С тех пор художника волновал главный вопрос – какое произведение обладает неисчезающей силой воздействия? И как изобразить подлинную реальность – внутреннюю? Выставка в палаццо Фортуни показывает, что истина, как ей и положено, проста. И в случае Тапиеса – почти предельно. Его мироздание умещается в японском саду камней или белом овальном блюде, которое художник взял у жены на кухне и прилепил в углу огромного шафранного холста, пересеченного еще парой белых линий.
Фигуративность в искусстве великого каталонца вплавлена в тяготеющую к абстракции метафизику и появляется лишь намеками. Его искусство минималистично и соткано из тончайших слоев обобщенных или заново найденных символов, но при этом все его холсты, графика и редкие объекты сохраняют поразительную телесность, витальность и эротичность, почти варварскую.

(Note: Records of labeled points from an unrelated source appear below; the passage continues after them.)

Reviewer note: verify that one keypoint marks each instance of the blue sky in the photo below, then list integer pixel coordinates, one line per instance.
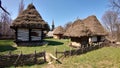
(61, 11)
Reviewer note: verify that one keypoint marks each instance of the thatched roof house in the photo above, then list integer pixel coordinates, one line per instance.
(82, 32)
(58, 32)
(94, 25)
(29, 26)
(29, 18)
(77, 29)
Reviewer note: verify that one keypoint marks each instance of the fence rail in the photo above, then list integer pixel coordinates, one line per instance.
(79, 51)
(22, 59)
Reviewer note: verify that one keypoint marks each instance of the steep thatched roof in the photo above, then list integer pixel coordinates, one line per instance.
(87, 27)
(77, 29)
(58, 30)
(94, 25)
(29, 18)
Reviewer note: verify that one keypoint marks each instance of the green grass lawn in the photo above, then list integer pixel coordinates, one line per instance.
(107, 57)
(8, 45)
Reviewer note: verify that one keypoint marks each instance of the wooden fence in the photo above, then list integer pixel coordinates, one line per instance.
(79, 51)
(22, 59)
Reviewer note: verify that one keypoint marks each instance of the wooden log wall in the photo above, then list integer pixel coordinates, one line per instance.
(38, 36)
(23, 35)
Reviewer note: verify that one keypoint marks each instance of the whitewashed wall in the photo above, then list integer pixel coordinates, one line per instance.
(39, 32)
(23, 34)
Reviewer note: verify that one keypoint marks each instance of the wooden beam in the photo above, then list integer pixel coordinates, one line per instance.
(30, 35)
(16, 34)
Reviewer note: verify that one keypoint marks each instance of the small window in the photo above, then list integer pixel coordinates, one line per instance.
(34, 34)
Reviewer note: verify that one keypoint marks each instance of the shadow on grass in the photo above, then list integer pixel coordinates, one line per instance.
(6, 48)
(54, 43)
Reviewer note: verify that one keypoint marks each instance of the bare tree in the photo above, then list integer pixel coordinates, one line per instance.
(115, 4)
(21, 6)
(110, 18)
(5, 24)
(67, 25)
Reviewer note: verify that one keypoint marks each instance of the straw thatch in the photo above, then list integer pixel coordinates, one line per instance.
(29, 18)
(77, 29)
(58, 30)
(94, 25)
(87, 27)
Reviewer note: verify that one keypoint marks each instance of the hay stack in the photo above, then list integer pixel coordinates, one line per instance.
(77, 29)
(87, 27)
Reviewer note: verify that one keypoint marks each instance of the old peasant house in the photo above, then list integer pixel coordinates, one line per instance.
(58, 32)
(29, 27)
(85, 32)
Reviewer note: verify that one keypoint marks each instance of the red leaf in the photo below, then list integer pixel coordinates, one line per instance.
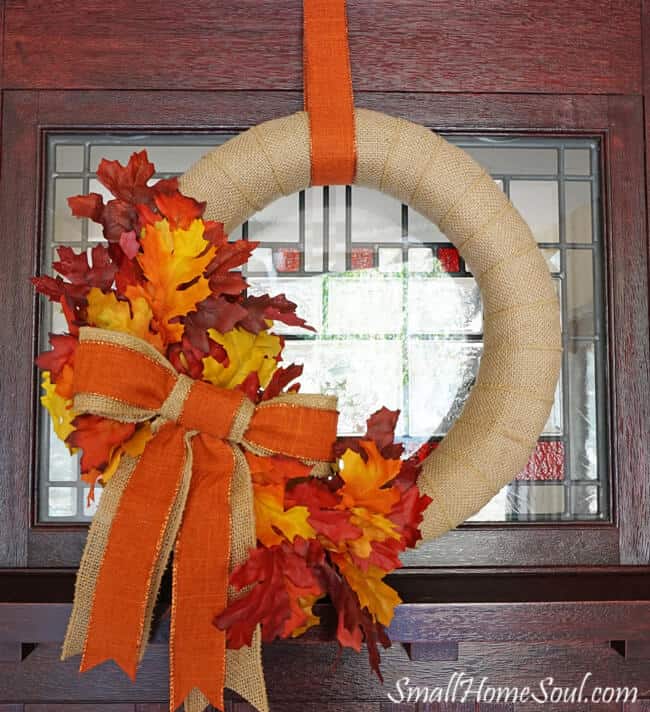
(212, 313)
(179, 210)
(128, 183)
(214, 233)
(87, 206)
(129, 244)
(98, 437)
(77, 270)
(264, 307)
(119, 216)
(280, 379)
(250, 386)
(278, 577)
(51, 287)
(62, 354)
(324, 518)
(407, 514)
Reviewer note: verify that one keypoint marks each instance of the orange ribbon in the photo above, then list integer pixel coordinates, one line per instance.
(328, 92)
(186, 468)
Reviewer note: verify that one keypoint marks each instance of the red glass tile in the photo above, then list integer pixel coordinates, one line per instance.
(286, 260)
(449, 259)
(546, 462)
(362, 258)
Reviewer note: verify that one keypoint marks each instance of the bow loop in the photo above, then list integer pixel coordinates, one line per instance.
(178, 496)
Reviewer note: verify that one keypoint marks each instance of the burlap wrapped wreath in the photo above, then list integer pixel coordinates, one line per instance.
(509, 404)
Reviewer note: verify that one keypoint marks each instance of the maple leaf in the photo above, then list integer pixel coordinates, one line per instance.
(134, 447)
(334, 524)
(173, 262)
(128, 183)
(380, 428)
(87, 206)
(375, 595)
(59, 408)
(216, 313)
(77, 270)
(281, 378)
(98, 437)
(59, 362)
(263, 308)
(364, 481)
(105, 311)
(118, 217)
(247, 353)
(179, 210)
(273, 522)
(279, 578)
(407, 514)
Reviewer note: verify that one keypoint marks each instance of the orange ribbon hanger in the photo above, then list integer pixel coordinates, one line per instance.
(328, 92)
(184, 472)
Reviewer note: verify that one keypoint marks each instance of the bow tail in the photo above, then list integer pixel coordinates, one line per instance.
(197, 650)
(137, 547)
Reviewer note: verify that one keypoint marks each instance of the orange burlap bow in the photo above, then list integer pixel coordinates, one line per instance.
(190, 491)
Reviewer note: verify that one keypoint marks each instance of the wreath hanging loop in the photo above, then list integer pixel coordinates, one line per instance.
(509, 404)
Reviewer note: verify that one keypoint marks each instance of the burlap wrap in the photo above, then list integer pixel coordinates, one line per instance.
(283, 428)
(508, 406)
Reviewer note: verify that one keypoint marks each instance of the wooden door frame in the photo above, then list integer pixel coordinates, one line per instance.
(617, 120)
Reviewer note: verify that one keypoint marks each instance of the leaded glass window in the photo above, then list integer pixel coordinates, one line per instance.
(396, 311)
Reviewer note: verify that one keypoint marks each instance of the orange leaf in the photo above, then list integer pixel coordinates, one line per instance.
(364, 480)
(173, 261)
(276, 524)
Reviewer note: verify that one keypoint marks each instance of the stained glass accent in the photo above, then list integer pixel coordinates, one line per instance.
(398, 317)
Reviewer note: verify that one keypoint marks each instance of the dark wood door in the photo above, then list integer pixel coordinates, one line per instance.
(514, 602)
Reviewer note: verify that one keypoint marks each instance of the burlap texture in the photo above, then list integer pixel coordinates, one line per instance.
(510, 402)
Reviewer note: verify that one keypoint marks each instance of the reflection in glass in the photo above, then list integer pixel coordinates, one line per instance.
(537, 201)
(577, 206)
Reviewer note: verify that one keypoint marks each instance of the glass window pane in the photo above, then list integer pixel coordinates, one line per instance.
(577, 161)
(537, 201)
(398, 317)
(69, 159)
(577, 215)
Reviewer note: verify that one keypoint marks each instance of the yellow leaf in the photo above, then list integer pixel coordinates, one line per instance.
(375, 595)
(270, 515)
(375, 527)
(171, 259)
(364, 480)
(60, 409)
(247, 353)
(107, 312)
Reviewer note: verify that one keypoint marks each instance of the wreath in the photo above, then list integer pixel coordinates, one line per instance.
(171, 384)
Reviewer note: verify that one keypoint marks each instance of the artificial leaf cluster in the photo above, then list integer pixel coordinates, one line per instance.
(168, 276)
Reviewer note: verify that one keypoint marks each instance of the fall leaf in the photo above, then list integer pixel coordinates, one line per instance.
(364, 481)
(134, 447)
(247, 353)
(281, 378)
(87, 206)
(173, 262)
(280, 578)
(179, 210)
(375, 595)
(60, 409)
(98, 437)
(77, 270)
(273, 522)
(328, 521)
(59, 362)
(264, 308)
(105, 311)
(128, 183)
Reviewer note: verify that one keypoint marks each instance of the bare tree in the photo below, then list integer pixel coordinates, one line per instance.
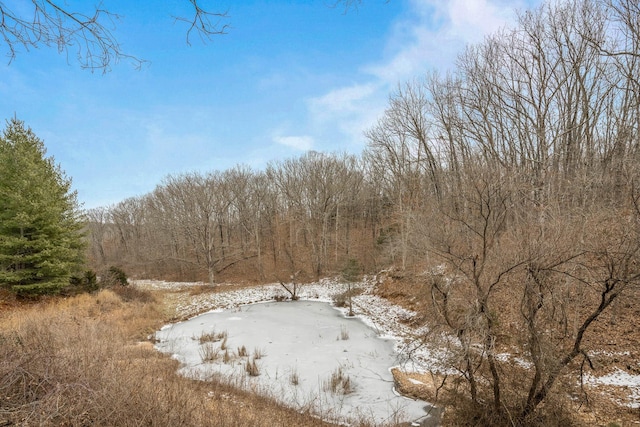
(86, 33)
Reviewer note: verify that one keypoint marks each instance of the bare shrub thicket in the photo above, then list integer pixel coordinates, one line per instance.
(518, 176)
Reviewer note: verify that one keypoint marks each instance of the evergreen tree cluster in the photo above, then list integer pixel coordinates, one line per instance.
(41, 225)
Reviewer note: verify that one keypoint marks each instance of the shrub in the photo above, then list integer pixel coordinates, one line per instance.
(113, 276)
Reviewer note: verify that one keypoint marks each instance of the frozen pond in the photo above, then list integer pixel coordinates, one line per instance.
(303, 353)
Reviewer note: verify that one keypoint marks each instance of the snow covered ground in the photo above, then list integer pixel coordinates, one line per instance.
(386, 319)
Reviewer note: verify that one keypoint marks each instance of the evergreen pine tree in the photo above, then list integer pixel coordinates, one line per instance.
(41, 239)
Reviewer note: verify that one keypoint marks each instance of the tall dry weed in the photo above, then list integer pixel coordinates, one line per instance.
(79, 362)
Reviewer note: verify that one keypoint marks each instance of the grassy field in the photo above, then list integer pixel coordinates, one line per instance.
(86, 360)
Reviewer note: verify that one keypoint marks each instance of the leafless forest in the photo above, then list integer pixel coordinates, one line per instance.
(509, 188)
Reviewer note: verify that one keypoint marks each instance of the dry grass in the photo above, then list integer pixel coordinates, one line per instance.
(79, 362)
(339, 382)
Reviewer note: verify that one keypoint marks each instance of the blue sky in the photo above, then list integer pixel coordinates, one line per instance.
(289, 76)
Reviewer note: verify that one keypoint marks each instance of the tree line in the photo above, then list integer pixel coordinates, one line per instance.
(511, 186)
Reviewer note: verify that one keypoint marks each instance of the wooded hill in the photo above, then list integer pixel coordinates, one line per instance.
(509, 187)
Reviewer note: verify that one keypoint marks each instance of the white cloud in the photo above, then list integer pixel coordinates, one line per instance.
(428, 36)
(300, 143)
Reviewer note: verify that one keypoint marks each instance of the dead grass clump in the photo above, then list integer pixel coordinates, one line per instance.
(213, 336)
(344, 333)
(339, 382)
(131, 293)
(252, 368)
(78, 362)
(209, 352)
(342, 299)
(242, 351)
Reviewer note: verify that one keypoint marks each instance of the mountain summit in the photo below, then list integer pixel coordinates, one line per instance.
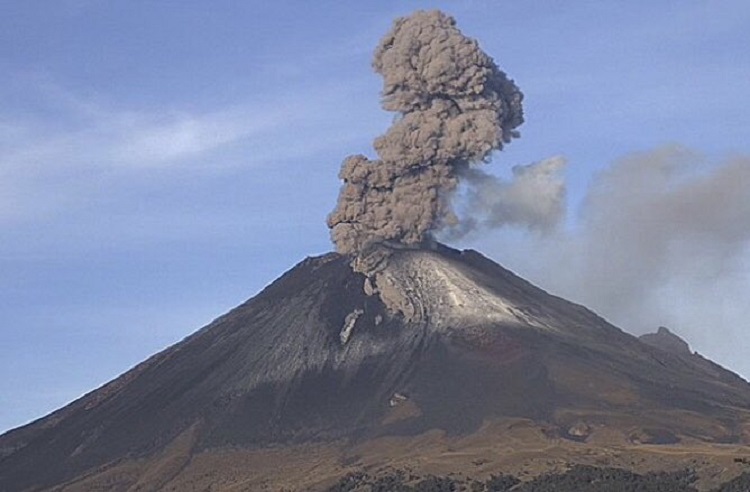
(434, 346)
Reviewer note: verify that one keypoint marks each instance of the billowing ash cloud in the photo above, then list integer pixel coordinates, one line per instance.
(534, 198)
(455, 107)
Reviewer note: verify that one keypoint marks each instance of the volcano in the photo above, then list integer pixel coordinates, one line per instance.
(439, 360)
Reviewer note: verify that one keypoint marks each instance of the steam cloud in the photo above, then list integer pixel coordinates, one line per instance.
(663, 238)
(455, 107)
(535, 199)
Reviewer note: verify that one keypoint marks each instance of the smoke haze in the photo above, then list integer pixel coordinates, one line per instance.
(663, 238)
(534, 198)
(455, 107)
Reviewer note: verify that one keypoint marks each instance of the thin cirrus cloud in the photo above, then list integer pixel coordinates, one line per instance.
(47, 166)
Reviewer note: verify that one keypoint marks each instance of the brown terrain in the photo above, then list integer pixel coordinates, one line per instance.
(454, 366)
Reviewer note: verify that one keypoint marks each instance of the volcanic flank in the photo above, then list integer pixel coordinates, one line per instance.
(396, 351)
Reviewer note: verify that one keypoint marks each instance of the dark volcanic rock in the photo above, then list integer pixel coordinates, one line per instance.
(313, 358)
(666, 340)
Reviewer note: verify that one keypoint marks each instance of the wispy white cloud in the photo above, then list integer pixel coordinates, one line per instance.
(48, 163)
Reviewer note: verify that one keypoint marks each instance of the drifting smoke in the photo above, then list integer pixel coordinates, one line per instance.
(535, 199)
(663, 239)
(455, 107)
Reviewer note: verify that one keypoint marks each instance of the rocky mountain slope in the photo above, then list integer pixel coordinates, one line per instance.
(328, 365)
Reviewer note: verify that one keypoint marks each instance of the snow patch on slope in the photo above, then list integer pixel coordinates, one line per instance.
(423, 286)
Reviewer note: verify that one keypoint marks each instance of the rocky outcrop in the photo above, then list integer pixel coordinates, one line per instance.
(666, 340)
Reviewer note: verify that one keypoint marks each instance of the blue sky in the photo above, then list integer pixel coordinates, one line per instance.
(161, 162)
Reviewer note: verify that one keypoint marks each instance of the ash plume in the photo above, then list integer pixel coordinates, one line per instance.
(455, 107)
(534, 198)
(662, 238)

«Маски смерти» Арнульфа Райнера (слева) и Антони Тапиеса.
Фото Жан-Пьера Габриэля |
Здесь же сплетаются по смыслу и бесконечным визуальным ассоциациям посвященная каталонцу Гюнтером Уекером работа «Деревья и гвозди» и истыканный гвоздями идол из Конго, лаконичные иероглифы Роберта Мазервела, страстные абстракции Поллока, Ведовы и Кацуо Ширага, медитативный Ротко, хрупкий Клее, провокационный абстракционизм Серра, строгий поздний Кандинский и псевдопримитивная маэстрия Кунеллиса.
Сам Тапиес считал, что самое важное для художника – уметь вовремя остановиться. Конечно, все объяснения, когда именно это нужно сделать и что же все-таки изобразить, относятся уже к области мистического озарения, убедительное присутствие которого и делает искусство Тапиеса безграничным и зачаровывающим, особенно в смысловом гиперпространстве выставки Вервордта.